Maybe it was all those 7 a.m. practices in the rain and that toughened up the Congressional Women’s Softball Team. Maybe it was their dismal 1-3 record against the Bad News Babes, their younger media rivals, that spurred Republican and Democratic pols to a 10-5 rout Wednesday night.
Or maybe it was watching former representative Gabrielle Giffords (D-Ariz.), still struggling to recover after being seriously wounded during a mass shooting in Tuscon more than three years ago, throw out the ceremonial first pitch before a crowd of 1,000.
Sporting a hot-pink and navy blue “MEMBERS” baseball jersey, Giffords walked slowly onto the field with the help of her best friends, Sen. Kirsten Gillibrand (D-N.Y.) and Rep. Debbie Wasserman Schultz (D-Fla.). The pitcher’s mound had been moved closer to home plate, Politico reported.
And Giffords, who’d been coached in pitching for the game, Wasserman Schultz told me, lobbed the ball in a sort-of-overhand-arc that landed on the plate.
Six years ago, Republican and Democratic House and Senate members, including Giffords, played their first game against female campaign staffers to benefit the Young Survival Coalition cancer charity. Game co-founder Wasserman Schultz was 41 in 2007 when she discovered a lump in her breast during a self-exam, and underwent seven surgeries. She has since pushed legislation to fund early detection and treatment for younger women, whose cancers tend to be more aggressive.
For their second game, the lawmakers asked women journalists to field a team, and the Bad News Babes have been stepping up to the plate ever since. This year’s event brought in $175,000, and pushed the six-year donation total to more than $500,000, said Kate Yglesias Houghton, who heads the congressional team’s board of directors.
But the annual exercise in bipartisan softball does more than fund a good cause.
It spawns camaraderie among women whose paths might not otherwise cross.
Wasserman Schultz, who heads the Democratic National Committee, and Sen. Kelly Ayotte (R-N.H.), a rising GOP star, bonded as team co-captains. When Wasserman Schultz needed a Republican co-sponsor for a bill denying all custody rights to rapists whose victims bear their children, she chose her baseball buddy. “I wouldn’t even have known her,” Wasserman Schultz said about New Hampshire’s first female attorney general and longtime criminal prosecutor.
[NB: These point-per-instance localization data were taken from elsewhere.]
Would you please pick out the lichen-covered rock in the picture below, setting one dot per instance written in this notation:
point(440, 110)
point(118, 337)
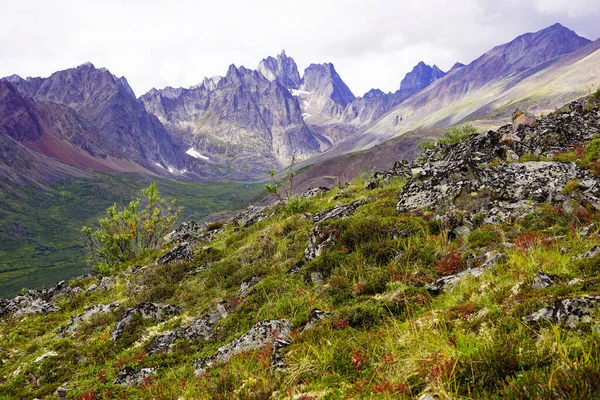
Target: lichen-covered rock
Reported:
point(593, 252)
point(448, 282)
point(182, 251)
point(542, 281)
point(76, 320)
point(105, 284)
point(262, 334)
point(129, 376)
point(147, 311)
point(315, 316)
point(339, 211)
point(245, 286)
point(568, 312)
point(199, 329)
point(277, 359)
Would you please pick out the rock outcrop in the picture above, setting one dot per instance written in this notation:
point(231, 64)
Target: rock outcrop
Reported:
point(262, 334)
point(568, 312)
point(145, 311)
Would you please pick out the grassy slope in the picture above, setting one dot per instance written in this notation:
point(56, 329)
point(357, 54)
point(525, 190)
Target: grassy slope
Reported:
point(39, 230)
point(386, 338)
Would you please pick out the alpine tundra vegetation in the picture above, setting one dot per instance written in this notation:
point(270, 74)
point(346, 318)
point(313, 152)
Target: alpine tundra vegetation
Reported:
point(469, 273)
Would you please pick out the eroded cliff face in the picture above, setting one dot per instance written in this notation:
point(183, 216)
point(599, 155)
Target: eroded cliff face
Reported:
point(98, 112)
point(243, 120)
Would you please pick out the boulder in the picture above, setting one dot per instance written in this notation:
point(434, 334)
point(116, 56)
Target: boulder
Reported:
point(541, 281)
point(315, 316)
point(568, 312)
point(76, 320)
point(129, 376)
point(339, 211)
point(263, 333)
point(199, 329)
point(313, 192)
point(147, 311)
point(250, 216)
point(448, 282)
point(182, 251)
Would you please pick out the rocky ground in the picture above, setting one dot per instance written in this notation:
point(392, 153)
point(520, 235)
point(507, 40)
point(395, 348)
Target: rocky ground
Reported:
point(470, 273)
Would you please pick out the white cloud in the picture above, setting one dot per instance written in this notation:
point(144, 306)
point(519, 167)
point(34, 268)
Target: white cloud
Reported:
point(373, 43)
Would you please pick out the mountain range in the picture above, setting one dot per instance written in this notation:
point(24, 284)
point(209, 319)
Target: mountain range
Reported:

The softball sisterhood is particularly helpful to freshmen like Rep. Katherine Clark (D-Mass.), who arrived just six months ago after winning a special election to succeed Rep. Ed Markey, a Democrat now in the Senate.
“I am the most junior member of the minority party,” said Clark, who has used morning practice sessions to jump-start conversations with senior colleagues from both parties. “Women have shown they can work together and these are important relationships to foster. I am really glad we don’t do what the men do, Republicans versus Democrats. We play as a team.”
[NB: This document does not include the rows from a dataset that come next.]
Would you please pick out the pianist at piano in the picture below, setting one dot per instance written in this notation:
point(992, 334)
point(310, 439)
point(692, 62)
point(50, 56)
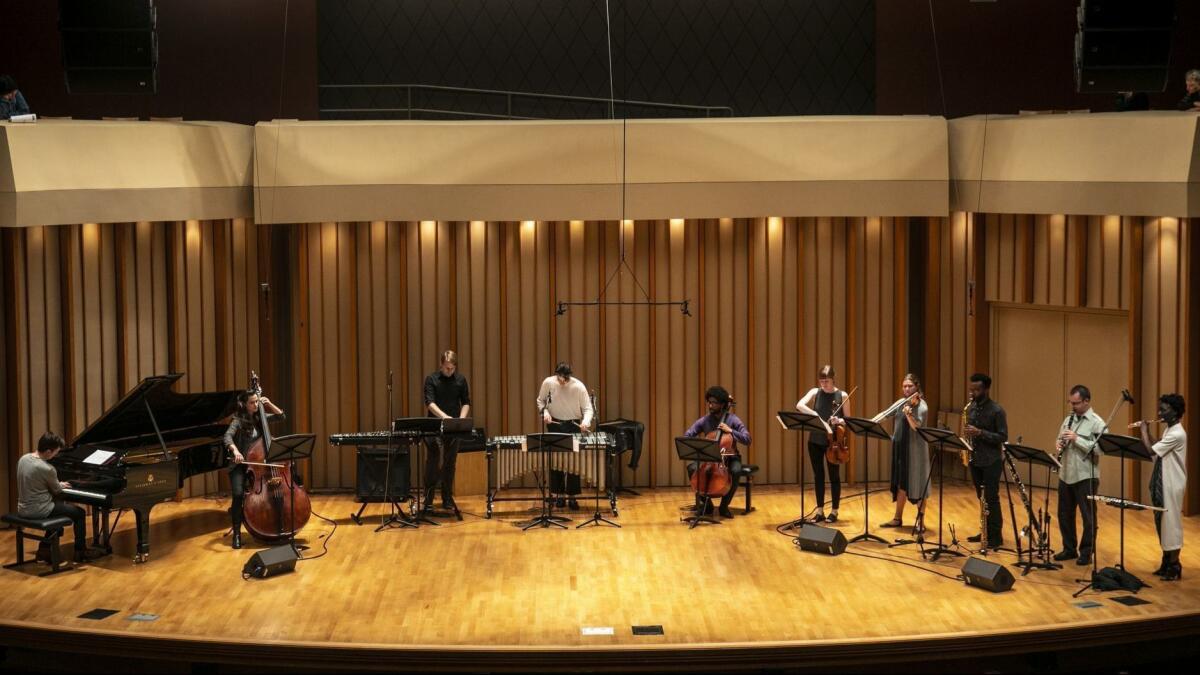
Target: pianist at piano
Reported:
point(243, 431)
point(40, 495)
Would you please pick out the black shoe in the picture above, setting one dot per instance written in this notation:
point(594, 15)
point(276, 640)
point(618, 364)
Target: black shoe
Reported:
point(87, 555)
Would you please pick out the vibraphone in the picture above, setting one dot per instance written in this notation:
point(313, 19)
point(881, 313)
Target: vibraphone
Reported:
point(508, 460)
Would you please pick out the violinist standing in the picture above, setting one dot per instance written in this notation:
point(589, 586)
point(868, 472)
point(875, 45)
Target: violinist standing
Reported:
point(910, 453)
point(718, 400)
point(244, 430)
point(821, 401)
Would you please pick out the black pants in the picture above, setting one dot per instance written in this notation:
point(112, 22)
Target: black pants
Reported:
point(1069, 499)
point(816, 457)
point(441, 460)
point(77, 520)
point(561, 482)
point(987, 482)
point(238, 491)
point(735, 464)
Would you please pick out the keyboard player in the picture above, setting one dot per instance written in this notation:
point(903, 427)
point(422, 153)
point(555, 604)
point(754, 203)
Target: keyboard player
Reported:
point(40, 495)
point(244, 430)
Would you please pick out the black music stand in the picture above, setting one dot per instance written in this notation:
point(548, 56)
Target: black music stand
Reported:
point(545, 444)
point(868, 429)
point(1031, 455)
point(941, 438)
point(597, 517)
point(801, 422)
point(1121, 447)
point(697, 449)
point(292, 448)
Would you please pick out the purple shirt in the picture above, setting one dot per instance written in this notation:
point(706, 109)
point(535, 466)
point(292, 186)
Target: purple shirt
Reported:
point(711, 422)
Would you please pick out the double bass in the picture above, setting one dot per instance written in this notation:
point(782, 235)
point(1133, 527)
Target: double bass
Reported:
point(713, 478)
point(276, 507)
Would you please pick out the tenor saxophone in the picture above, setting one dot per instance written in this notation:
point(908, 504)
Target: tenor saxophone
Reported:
point(967, 454)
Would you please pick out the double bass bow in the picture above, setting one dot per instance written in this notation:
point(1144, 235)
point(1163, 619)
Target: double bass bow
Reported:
point(276, 507)
point(713, 478)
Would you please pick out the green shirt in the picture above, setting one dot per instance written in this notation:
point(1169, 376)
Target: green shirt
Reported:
point(1081, 459)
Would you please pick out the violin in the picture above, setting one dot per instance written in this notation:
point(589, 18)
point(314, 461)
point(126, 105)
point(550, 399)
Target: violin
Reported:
point(276, 507)
point(713, 478)
point(838, 452)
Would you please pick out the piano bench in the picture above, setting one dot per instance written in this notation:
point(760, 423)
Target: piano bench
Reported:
point(748, 471)
point(52, 530)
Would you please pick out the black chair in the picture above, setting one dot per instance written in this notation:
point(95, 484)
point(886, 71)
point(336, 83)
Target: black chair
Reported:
point(748, 471)
point(52, 530)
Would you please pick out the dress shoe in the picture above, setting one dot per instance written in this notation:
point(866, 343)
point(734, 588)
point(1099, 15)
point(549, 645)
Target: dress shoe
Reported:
point(1174, 572)
point(88, 554)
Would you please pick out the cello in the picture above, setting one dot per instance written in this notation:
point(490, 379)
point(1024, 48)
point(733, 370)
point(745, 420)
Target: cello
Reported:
point(275, 507)
point(838, 452)
point(713, 478)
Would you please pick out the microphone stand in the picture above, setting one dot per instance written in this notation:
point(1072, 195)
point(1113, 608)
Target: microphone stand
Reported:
point(1090, 583)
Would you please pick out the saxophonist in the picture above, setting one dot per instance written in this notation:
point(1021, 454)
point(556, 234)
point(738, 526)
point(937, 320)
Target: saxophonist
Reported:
point(1079, 476)
point(987, 429)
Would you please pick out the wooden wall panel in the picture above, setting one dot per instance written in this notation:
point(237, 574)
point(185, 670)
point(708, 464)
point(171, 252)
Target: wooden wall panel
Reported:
point(99, 305)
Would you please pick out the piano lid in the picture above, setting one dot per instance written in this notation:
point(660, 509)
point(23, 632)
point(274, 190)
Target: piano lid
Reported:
point(173, 411)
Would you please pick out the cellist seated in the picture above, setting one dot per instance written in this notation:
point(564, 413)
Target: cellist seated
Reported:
point(720, 420)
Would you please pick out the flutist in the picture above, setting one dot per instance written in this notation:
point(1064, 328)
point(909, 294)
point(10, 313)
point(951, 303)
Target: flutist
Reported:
point(1079, 475)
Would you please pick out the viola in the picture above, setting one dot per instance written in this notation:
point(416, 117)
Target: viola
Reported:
point(838, 451)
point(275, 506)
point(713, 478)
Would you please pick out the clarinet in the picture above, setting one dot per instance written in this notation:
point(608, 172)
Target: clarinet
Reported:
point(1025, 500)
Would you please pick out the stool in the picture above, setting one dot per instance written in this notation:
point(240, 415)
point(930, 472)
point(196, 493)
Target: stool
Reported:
point(748, 471)
point(52, 529)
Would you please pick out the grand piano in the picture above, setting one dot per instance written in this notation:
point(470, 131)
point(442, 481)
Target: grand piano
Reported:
point(141, 451)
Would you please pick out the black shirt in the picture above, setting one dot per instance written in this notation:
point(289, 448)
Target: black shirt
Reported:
point(449, 393)
point(993, 424)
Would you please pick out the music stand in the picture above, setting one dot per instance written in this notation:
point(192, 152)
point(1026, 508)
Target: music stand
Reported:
point(694, 448)
point(941, 438)
point(868, 429)
point(292, 448)
point(802, 422)
point(1032, 455)
point(1123, 447)
point(545, 444)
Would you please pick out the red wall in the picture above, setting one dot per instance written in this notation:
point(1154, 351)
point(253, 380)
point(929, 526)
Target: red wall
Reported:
point(217, 60)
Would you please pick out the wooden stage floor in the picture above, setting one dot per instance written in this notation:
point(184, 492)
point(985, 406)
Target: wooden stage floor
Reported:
point(484, 595)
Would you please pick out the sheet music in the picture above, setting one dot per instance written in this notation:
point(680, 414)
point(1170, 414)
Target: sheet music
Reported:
point(99, 457)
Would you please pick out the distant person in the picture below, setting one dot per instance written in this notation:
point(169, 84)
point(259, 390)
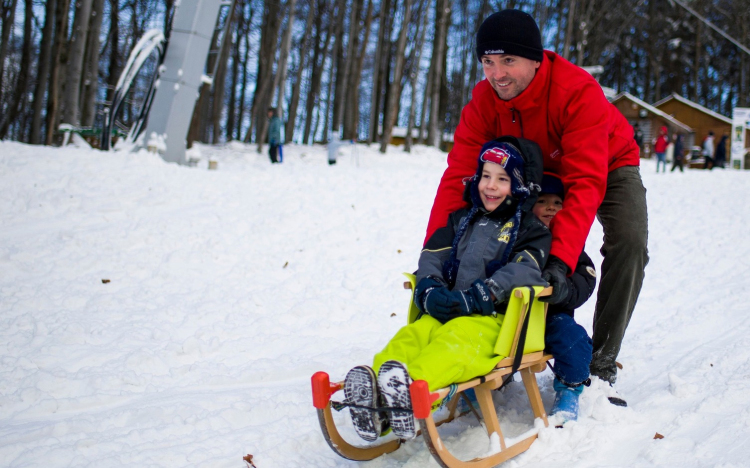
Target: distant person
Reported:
point(721, 152)
point(274, 135)
point(708, 151)
point(333, 148)
point(679, 151)
point(638, 136)
point(660, 149)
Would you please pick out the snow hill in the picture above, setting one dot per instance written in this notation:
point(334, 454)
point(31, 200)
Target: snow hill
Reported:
point(154, 315)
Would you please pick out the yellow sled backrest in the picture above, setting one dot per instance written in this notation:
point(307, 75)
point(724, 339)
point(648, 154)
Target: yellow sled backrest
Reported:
point(510, 330)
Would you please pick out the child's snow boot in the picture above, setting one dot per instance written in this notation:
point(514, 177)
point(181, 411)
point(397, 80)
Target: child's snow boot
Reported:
point(566, 401)
point(361, 389)
point(394, 382)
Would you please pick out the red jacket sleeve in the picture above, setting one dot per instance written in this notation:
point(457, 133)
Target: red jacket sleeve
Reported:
point(583, 168)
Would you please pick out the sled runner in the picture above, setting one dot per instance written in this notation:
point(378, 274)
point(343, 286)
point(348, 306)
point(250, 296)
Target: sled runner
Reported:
point(521, 341)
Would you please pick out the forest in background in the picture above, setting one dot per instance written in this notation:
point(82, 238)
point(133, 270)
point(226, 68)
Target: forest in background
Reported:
point(362, 66)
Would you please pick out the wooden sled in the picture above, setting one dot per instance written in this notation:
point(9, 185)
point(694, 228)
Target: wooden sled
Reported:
point(523, 307)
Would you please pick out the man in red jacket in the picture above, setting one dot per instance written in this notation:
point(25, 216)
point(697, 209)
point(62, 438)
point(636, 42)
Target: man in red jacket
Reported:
point(538, 95)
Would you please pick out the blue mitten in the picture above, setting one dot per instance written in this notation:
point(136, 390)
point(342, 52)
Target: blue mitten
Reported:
point(422, 288)
point(444, 305)
point(482, 298)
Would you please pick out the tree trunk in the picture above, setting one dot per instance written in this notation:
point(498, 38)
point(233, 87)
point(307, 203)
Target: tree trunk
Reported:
point(297, 88)
point(22, 79)
point(42, 73)
point(264, 84)
point(441, 36)
point(569, 29)
point(390, 115)
point(77, 48)
point(91, 79)
point(344, 60)
point(286, 45)
point(317, 73)
point(8, 18)
point(414, 59)
point(351, 109)
point(114, 49)
point(236, 38)
point(219, 79)
point(58, 68)
point(385, 7)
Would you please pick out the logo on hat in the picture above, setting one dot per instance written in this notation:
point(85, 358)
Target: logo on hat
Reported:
point(496, 155)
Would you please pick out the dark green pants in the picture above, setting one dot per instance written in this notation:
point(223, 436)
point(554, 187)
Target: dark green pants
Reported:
point(624, 217)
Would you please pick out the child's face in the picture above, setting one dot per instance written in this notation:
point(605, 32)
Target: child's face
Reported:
point(546, 207)
point(494, 186)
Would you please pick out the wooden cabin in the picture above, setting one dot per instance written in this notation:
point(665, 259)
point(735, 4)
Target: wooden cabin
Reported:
point(701, 119)
point(650, 119)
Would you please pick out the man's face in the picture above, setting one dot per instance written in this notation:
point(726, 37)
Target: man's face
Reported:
point(509, 75)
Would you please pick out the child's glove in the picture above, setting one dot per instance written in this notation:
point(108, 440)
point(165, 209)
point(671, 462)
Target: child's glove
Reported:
point(556, 274)
point(444, 305)
point(482, 297)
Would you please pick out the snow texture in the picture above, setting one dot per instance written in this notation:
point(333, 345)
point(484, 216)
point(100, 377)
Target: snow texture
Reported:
point(161, 315)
When she wanted support for her bill promoting infant and toddler care, “I gave it to my baseball teammates.”
On the other hand, the 2014 mid-term elections are less than five months off. As Republicans battle to retake the Senate, and Democrats dream of long-shot control of the House, partisan trash talk remains a fact of life.
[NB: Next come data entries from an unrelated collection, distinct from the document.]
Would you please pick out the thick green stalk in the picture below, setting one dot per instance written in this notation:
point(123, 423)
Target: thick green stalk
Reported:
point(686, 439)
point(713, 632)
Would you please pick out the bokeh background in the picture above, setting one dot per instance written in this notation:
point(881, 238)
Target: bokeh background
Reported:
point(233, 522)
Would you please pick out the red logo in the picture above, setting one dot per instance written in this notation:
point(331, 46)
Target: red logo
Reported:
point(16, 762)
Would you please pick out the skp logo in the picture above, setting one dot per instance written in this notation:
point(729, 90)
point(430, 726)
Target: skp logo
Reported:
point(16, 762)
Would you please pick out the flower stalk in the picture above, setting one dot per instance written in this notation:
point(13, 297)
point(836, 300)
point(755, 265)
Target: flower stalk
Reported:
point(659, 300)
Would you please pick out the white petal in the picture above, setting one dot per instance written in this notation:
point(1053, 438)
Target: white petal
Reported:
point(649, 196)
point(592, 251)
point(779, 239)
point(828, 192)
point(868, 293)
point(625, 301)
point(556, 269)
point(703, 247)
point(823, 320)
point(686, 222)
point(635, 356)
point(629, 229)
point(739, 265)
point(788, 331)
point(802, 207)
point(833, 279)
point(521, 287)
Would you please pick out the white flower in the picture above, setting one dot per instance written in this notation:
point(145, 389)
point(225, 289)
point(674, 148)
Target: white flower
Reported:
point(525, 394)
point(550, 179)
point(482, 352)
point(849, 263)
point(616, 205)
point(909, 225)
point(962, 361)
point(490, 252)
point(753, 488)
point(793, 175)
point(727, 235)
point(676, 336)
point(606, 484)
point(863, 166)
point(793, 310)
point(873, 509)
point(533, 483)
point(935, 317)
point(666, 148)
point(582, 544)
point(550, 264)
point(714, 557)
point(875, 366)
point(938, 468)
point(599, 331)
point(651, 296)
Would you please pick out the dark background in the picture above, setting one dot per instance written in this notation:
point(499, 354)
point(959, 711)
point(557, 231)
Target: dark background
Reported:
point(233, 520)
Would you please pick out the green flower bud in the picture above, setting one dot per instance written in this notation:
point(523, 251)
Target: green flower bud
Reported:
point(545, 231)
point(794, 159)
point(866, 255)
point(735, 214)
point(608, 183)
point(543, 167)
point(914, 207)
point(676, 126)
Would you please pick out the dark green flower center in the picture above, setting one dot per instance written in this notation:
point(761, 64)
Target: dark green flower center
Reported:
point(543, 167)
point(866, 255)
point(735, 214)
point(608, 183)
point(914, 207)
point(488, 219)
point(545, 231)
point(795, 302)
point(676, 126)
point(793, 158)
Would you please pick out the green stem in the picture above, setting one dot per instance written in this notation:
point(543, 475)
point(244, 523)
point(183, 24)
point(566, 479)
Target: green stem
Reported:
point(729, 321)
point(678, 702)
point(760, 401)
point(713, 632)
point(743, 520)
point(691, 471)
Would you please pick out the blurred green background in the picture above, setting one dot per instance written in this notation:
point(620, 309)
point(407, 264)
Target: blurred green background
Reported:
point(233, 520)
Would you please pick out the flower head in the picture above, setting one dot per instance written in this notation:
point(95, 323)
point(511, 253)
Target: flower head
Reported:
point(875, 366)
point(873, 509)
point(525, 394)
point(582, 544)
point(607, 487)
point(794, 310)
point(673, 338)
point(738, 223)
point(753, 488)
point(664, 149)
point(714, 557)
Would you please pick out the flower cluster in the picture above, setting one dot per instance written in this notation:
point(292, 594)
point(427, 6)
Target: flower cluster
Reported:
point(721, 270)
Indeed, Rep. Ileana Ros-Lehtinen (R-Fla.) told me before last year’s game that she had trouble recruiting GOP players after the 2012 cycle because DNC chair Wasserman Schultz relentlessly accused Republicans of waging a “war on women.” There are also issues that teammates will never agree on, from abortion to U.S. intervention in Syria and Iraq.
At the end of Wednesday night’s seven-inning game, Members, Babes, congressional staffers and assorted friends and family decamped for an after-party. Yes, an after-party, featuring beer-and-bar-food on the roof of the H Street Country Club, a funky saloon in the explosively trendy Atlas District in Northeast Washington.
Freshman Rep. Michelle Lujan-Grisham (D-N.M.), now in her second year on the team, said victory was a matter of momentum and morale. “You know we really wanted to win. It was the right kind of competitive, a little productive competitive.”
There was no argument from News Babe Lynn Sweet, Washington bureau chief for the Chicago Sun Times. “Everyone played great. It’s just that they played better.”